As lembranças vinham à tona. Recordava-se enquanto jazia em coma no hospital beneficente. Junto dos pedidos choros, dores, orações e mágoas, ele recordava o pretérito com saudade da infância, mesmo de passagens desagradáveis.
Na sua chegada da península Ibérica, a avidez do pai que tanto sonhara com aquele momento, ao passar noites de solidão, dias de inverno a mover a pesada carriola cheia de frutas e legumes para vender, resgatar a família e trazê-la ao Brasil.
O navio no porto de Santos, a alegria da concessão consular da viagem, e ele ainda menino, com a cabeça disposta ao centro da bóia salva-vidas, dándonos en el pañuelo, brincava o tio que o fizera conhecer o futebol.
Tornara-se corintiano rapidamente ao assistir o jogo em plena domingueira no Pacaembu, ele que o conhecera pelas tardes de domingo na TV Record. Perplexo ficara ao perceber os jogadores em campo, exclamou:
– Ellos son hombres de carne, ellos no son muñecos, ainda a utilizar os vocábulos hispânicos.
O tio responsabilizara-se por sua volta, diariamente, do parque infantil, deixando-o em casa são e salvo dos poucos perigos que havia. Um dia olvidou, e foi advertido pelos pais, o menino sem chorar amargara o frio do portão da escola até tarde da noite. Com a falha, aumentaram as obrigações, o tio teve que delatá-lo à mãe quando pretendeu, no caminho de volta, pular o muro da "casa assombrada" para furtar goiaba. A inocência, ante a advertência da mãe, foi fatal:
– Ah, eu sou ladrão, não roubei as ferramentas da loja?

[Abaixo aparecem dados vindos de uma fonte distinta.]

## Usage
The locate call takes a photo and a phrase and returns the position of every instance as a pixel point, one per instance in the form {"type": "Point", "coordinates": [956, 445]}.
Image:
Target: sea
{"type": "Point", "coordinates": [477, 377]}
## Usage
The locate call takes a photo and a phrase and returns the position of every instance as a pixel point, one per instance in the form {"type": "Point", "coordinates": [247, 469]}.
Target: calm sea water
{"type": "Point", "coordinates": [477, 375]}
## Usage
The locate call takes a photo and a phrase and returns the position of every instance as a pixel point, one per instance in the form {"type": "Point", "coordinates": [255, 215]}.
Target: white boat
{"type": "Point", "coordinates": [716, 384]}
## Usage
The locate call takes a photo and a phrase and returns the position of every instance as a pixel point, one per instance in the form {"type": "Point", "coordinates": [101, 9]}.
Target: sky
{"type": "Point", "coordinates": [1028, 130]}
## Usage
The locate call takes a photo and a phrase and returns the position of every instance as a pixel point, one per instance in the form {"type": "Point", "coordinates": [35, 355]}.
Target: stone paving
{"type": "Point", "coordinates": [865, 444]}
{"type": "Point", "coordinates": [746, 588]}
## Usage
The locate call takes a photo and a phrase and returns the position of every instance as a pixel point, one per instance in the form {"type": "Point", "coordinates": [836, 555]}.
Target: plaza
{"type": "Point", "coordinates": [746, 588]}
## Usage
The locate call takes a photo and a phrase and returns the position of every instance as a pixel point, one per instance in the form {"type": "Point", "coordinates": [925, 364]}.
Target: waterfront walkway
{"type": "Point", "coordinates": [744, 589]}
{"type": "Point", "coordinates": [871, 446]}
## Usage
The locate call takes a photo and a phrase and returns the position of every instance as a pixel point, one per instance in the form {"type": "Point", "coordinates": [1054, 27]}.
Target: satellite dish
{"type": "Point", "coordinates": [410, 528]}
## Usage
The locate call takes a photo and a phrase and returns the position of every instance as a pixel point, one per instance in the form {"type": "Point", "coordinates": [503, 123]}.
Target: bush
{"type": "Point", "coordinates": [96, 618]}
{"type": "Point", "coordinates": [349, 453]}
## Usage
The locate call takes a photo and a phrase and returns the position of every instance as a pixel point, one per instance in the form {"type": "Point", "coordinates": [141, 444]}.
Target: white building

Já falando português, levou a surra em espanhol:
– Baboso! Baboso! – gritava a mãe, a cada tapa dado. Estendeu a surra aos outros filhos, pois necessitava aproveitar o exaspero.
As lembranças fluíam com a espiral do tempo, levando-o ao passado distante. O medo veio à memória, no tempo escondido ficara a pedra arremessada na cabeça do primo amigo. Recordou-se como se fosse agora.
O garoto do outro lado da rua coberto por pilha de tijolos dissimulava. Colocava a cabeça à tona provocando que o acertasse. No arremesso do caco de telha abaixava rapidamente a cabeça e soltava sonoras gargalhadas, a desafiar o primo maior que, num gesto de lucidez, segurou dois fragmentos de telha e arremessou o primeiro. Na subida da cabeça o menino ibérico recebeu o segundo na testa, caiu estatelado sem tempo de zombar com o riso.
Pálido e inquieto, o primo mais velho disparou a correr, sem encontrar um lugar oculto lugar. O mecânico dono dos tijolos dispostos o induziu ao medo, exagerou o acidente:
– O teu primo esta caído, com a cabeça aberta, todo ensangüentado.
No regresso a sua casa, no final da noite, sem poder adiar o retorno, aguardou a surra com o terror retratado no rosto. Para sua surpresa, a mãe o mandou lavar-se para jantar. O mecânico mentira, os efeitos da pancada não foram tantos, e o primo amigo ocultara o segredo, planejando o revide.
Sofrera o revés da doença maligna e salvara-se como por um sopro divino, mas, agora, o retorno do sofrer pelos desencontros do amor, que antecederam essa dor. Utilizaria o salva-vidas da chegada para se preservar do dano?
Não deu, se rompera, partira junto com a consciência viva, junto dos seus, na certeza de ter passado pela existência amando-os e respeitando-os todos os dias da sua vida!